Probá con una rutina de limpieza facial doble

¿Alguna vez escuchaste hablar de esta vía de limpieza de doble función? La idea de esto es duplicar la acción de los limpiadores: uno ayuda a liberarte del maquillaje y el otro va a limpiar tu piel directamente. Probá con una toallita de limpieza como primer paso, seguido de un limpiador facial o agua micelar como siguiente paso. Es una de las mejores vías de limpieza si lo que buscás es una limpieza (más) profunda. ¿Nuestro consejo? No exageres y seguí con la doble limpieza solo una vez por semana.

 

Evitá la limpieza en la ducha

Sí, ahí es donde lavamos el resto del cuerpo, entonces no tiene sentido limpiarnos el rostro al mismo tiempo. Pero, el agua de la ducha en general está mucho más caliente de lo que querríamos para nuestro rostro, lo que significa que puede de hecho deshidratar la piel, mientras que posiblemente esté debilitando la barrera lipídica natural. Probá limpiar y enjuagar con agua templada antes de meterte y vas a ayudar a que la piel se sienta más calmada y en equilibrio.

 

Podés limpiar tu rostro sin cortar con tu rutina diaria

¿La persona con la que vives no sale de la ducha? No hay problema. Si tenés acceso a una canilla nadie va a impedir que logres la mejor limpieza dos veces por día. Probá con agua micelar de limpieza. Usa micelas para atraer el maquillaje, la suciedad y el sebo de tu piel sin alterar su barrera natural. ¿Y lo mejor? No se enjuaga, no queda pegajoso y comienza tu viaje del cuidado de la piel con un paso fácil (y sin agua).

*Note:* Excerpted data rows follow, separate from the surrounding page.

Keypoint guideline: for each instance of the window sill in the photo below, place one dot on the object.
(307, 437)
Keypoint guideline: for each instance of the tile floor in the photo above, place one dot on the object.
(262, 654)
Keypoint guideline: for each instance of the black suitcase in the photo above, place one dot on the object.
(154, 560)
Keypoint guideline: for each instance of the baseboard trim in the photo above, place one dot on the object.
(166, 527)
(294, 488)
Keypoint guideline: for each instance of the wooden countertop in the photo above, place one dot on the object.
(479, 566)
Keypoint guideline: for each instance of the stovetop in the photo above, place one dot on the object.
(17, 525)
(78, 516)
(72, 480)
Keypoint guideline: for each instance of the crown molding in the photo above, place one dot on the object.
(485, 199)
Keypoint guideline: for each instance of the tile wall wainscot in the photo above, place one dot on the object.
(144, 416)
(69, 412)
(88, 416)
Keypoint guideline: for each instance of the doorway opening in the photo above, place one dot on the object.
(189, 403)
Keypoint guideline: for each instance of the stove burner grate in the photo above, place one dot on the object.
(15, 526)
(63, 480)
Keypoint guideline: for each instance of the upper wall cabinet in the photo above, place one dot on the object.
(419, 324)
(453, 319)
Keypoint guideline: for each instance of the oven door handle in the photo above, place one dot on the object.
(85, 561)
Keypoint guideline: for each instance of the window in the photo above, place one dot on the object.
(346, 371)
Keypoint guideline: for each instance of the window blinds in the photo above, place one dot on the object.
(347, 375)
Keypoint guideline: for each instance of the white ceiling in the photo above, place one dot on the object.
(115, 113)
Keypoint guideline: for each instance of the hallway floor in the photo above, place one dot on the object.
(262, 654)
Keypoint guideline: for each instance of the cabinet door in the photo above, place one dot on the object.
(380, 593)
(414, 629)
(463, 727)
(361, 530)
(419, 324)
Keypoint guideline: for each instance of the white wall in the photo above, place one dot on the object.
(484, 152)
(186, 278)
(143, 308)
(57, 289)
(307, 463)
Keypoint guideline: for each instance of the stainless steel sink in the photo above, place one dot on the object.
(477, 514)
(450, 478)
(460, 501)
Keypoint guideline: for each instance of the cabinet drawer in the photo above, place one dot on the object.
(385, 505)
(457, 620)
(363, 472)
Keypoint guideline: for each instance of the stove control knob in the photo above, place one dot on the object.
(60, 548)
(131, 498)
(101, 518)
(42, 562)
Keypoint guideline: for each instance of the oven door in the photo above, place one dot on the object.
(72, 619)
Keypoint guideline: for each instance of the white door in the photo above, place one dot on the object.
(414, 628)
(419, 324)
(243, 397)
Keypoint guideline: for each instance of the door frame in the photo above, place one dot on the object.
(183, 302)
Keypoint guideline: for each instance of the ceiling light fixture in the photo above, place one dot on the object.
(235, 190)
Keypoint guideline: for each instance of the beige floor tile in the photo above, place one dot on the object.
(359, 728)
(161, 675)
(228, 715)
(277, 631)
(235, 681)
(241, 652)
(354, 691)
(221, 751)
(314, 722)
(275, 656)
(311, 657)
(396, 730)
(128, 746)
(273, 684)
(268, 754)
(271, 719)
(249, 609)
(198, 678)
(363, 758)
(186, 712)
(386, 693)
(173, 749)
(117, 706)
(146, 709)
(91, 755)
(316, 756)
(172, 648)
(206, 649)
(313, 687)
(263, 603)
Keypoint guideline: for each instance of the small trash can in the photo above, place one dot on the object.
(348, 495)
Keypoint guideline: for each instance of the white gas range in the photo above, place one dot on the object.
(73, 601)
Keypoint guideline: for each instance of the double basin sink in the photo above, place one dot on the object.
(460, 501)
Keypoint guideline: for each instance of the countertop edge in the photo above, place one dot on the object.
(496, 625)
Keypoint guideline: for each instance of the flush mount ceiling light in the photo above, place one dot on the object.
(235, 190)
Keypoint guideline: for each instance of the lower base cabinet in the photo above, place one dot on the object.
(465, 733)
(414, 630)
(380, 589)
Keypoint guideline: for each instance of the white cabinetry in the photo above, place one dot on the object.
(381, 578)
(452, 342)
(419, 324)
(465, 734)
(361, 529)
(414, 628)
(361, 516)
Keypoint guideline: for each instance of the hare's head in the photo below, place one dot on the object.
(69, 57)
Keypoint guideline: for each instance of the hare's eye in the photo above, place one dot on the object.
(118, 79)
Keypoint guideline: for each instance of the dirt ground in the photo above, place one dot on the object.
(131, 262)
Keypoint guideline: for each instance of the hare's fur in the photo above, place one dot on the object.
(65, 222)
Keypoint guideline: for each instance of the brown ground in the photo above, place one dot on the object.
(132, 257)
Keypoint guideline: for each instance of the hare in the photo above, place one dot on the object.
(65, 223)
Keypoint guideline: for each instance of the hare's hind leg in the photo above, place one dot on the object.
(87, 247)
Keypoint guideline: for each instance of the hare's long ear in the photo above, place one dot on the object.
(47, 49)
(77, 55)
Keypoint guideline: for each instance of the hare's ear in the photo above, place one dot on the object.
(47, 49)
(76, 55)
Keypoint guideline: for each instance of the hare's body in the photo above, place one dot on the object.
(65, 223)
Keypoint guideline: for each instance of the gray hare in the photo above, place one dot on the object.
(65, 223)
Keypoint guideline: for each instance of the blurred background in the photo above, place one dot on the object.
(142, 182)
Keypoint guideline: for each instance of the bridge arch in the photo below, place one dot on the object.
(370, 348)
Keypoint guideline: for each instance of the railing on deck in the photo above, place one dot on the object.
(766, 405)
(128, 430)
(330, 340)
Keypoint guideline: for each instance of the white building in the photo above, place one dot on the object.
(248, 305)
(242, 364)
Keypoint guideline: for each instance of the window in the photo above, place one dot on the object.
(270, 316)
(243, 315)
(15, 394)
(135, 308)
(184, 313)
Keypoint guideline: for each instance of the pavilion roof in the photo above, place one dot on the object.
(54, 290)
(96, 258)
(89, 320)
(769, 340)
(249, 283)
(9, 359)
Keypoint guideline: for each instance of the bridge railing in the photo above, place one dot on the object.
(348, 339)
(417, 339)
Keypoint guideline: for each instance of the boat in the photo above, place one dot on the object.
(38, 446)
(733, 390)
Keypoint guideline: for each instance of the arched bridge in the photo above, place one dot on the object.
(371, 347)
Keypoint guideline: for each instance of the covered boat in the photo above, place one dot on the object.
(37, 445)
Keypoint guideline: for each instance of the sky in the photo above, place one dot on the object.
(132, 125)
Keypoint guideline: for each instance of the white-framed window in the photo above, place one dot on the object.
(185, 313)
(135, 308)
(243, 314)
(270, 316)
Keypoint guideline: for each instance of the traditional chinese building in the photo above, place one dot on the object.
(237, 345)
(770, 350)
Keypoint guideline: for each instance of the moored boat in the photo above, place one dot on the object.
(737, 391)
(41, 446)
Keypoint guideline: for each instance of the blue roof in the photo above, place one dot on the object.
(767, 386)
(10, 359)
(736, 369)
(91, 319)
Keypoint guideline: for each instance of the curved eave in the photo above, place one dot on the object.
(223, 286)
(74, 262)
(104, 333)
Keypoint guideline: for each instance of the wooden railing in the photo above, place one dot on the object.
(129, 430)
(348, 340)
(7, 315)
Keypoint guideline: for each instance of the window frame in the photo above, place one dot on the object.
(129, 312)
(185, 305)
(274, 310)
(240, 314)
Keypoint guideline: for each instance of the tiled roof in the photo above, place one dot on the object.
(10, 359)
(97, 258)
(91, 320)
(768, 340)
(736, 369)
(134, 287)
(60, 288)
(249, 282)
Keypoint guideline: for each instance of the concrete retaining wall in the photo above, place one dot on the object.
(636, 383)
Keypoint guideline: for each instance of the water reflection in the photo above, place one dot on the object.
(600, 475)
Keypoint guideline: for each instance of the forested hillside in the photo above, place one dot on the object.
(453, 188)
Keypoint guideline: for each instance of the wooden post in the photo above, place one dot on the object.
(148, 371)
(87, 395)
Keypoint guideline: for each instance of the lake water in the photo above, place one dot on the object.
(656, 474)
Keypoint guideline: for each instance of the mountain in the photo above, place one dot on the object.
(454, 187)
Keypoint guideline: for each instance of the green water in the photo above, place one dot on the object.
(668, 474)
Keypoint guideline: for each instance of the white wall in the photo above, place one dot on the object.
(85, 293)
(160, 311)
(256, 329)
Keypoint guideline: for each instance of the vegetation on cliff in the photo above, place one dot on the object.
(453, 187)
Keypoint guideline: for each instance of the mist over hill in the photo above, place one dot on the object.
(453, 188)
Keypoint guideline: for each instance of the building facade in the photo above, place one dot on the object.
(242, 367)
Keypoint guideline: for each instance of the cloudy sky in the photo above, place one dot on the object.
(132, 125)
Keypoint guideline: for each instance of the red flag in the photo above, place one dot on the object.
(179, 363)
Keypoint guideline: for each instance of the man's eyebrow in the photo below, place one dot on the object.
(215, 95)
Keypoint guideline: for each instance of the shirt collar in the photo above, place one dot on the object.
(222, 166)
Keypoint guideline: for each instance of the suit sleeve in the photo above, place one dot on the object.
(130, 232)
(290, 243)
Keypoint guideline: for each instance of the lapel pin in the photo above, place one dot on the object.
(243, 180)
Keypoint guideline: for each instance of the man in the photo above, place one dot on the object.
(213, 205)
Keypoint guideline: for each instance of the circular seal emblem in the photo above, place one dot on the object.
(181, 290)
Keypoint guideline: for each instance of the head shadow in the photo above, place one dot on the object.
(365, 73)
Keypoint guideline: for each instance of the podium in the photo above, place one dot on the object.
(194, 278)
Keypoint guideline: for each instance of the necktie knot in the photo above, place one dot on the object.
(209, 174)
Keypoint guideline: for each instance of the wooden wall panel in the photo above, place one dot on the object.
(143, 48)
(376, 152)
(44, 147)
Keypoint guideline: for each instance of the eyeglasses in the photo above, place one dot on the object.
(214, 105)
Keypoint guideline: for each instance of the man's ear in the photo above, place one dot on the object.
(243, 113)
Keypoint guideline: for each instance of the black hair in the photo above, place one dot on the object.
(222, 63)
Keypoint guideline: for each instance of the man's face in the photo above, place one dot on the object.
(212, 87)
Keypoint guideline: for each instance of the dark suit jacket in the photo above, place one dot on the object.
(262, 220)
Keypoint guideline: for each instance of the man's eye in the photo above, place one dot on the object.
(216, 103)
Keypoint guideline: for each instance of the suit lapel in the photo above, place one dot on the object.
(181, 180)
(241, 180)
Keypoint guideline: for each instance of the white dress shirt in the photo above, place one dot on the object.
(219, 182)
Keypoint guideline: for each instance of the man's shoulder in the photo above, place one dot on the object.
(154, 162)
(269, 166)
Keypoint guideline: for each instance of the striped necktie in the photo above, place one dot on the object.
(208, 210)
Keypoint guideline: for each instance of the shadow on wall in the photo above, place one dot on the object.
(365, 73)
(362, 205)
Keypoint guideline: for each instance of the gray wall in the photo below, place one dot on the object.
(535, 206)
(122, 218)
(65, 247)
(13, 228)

Agua micelar de limpieza Simple Water Boost en la mesa de luz con una lámpara de fondo.

No esperes para humectar

Ni bien limpiás, seguí con un humectante mientras la piel aún está un poco húmeda, para impedir que pierda humedad o se deshidrate. ¿Un consejo rápido? Calentá la crema frotándola entre las yemas de tus dedos antes de aplicarla: se vuelve deliciosamente suave.

Mujer poniendo humectante Simple sobre la punta de los dedos

¿Cómo lavarse el rostro? ¡Ahora ya sabés! Estos consejos y trucos ayudarán a organizar tu rutina de limpieza.